Crassus could not keep up with this. But Pompey still needed his support. The Senate was alarmed as well as impressed by what Pompey had done, and refused to ratify the results of this latest campaign, nor, crucially, allocate land to Pompey’s soldiers. Caesar, meanwhile, had racked up massive debts with Crassus in his campaign to win the high priesthood while Pompey was abroad. Crassus used his leverage to push Caesar for the consulship in 59, on the understanding Caesar would do his and Pompey’s bidding. Pompey got the land deal he wanted, and his Middle Eastern settlement confirmed. The Three Headed Monster, as this arrangement was known, was given new life in 56. This time Crassus and Pompey stood for the consulship: the deal was that they would extend Caesar’s command in Gaul, and allocate themselves lucrative commands to step into at the end of their term. Crassus chose the governorship of the province his rival had created – Syria.

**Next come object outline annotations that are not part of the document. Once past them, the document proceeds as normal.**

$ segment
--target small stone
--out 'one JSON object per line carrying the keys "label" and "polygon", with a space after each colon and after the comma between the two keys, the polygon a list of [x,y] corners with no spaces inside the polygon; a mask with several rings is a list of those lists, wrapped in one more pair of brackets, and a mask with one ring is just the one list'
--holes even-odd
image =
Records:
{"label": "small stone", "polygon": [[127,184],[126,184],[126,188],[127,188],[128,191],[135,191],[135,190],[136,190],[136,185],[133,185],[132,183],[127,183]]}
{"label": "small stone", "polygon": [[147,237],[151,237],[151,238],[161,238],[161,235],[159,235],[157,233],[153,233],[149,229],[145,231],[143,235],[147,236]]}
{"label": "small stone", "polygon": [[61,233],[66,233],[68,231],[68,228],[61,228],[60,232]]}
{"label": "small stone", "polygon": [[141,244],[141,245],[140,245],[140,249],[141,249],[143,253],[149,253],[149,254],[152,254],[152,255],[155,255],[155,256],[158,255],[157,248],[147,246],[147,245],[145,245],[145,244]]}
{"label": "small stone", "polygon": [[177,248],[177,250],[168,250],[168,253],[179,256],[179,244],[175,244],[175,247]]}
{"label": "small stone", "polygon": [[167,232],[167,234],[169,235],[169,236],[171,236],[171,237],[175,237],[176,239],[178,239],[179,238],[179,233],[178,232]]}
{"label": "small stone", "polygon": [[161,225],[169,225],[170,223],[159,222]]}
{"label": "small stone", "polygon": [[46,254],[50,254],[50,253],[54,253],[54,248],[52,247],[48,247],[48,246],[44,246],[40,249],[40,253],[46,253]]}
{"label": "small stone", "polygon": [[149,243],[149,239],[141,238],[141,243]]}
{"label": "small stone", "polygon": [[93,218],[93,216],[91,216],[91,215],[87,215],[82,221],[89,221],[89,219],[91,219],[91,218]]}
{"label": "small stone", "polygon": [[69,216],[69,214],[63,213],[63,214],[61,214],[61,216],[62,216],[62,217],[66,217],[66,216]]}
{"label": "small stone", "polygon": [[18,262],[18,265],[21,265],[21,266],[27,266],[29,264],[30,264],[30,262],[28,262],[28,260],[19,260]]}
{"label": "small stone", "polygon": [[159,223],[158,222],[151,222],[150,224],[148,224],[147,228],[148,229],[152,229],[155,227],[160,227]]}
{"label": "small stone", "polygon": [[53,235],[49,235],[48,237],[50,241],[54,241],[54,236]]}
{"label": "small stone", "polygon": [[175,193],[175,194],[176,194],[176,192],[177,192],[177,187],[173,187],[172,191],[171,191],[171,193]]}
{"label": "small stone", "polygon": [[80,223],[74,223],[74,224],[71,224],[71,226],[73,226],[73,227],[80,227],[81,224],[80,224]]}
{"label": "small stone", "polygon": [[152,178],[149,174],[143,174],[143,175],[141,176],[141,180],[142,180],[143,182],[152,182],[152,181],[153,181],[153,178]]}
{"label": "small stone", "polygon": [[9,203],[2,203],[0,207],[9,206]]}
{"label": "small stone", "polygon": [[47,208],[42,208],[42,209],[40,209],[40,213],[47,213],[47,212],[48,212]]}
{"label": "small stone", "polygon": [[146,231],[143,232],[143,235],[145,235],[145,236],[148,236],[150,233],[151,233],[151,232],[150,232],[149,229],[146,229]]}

So began the series of events that led to Crassus’s humiliating end. Caesar and Pompey no longer saw eye to eye, but each was more than happy to see Crassus go. Pompey reckoned the campaign would keep his ageing rival occupied for years; Caesar reckoned that either success or failure would chip away at Pompey: he readily released Crassus’s risk-taking son Publius and a thousand cavalrymen from service in Gaul for the campaign. Though Stothard argues that Crassus had time on his side, the evidence suggests he was in a hurry. Rather than waiting for calmer seas the following year, he set sail in November. Perhaps he had heard news of the instability in Parthia, where the king had been murdered by his sons, one of whom had then imprisoned the other in the Mesopotamian city of Seleuceia.

Crassus was by now in his early sixties, and seemingly somewhat doddery. He fell over his son, who had tripped entering a Syrian temple. When he then dropped the slithery entrails he had been given to hold during a divination, the portent added to his men’s unease. Some early minor successes encouraged him to underestimate the Parthians badly. When, having boasted to some Parthian envoys that he intended to attack Seleuceia, he then crossed the Euphrates in the spring of 53, to find himself confronted by the Parthian army. Though much smaller than his own force – which numbered fifty thousand – the Parthians had a significant advantage: mounted archers. After his army was destroyed by clouds of arrows Crassus was murdered after being lured to the Parthians by an offer of peace talks.

It would have been easy to get bogged down in the tortuous politics of this era, but Stothard never is. This short and rather lyrical book provides a vivid insight into the tawdriness of late Republican Rome and a reminder that the link between money and political power is evergreen.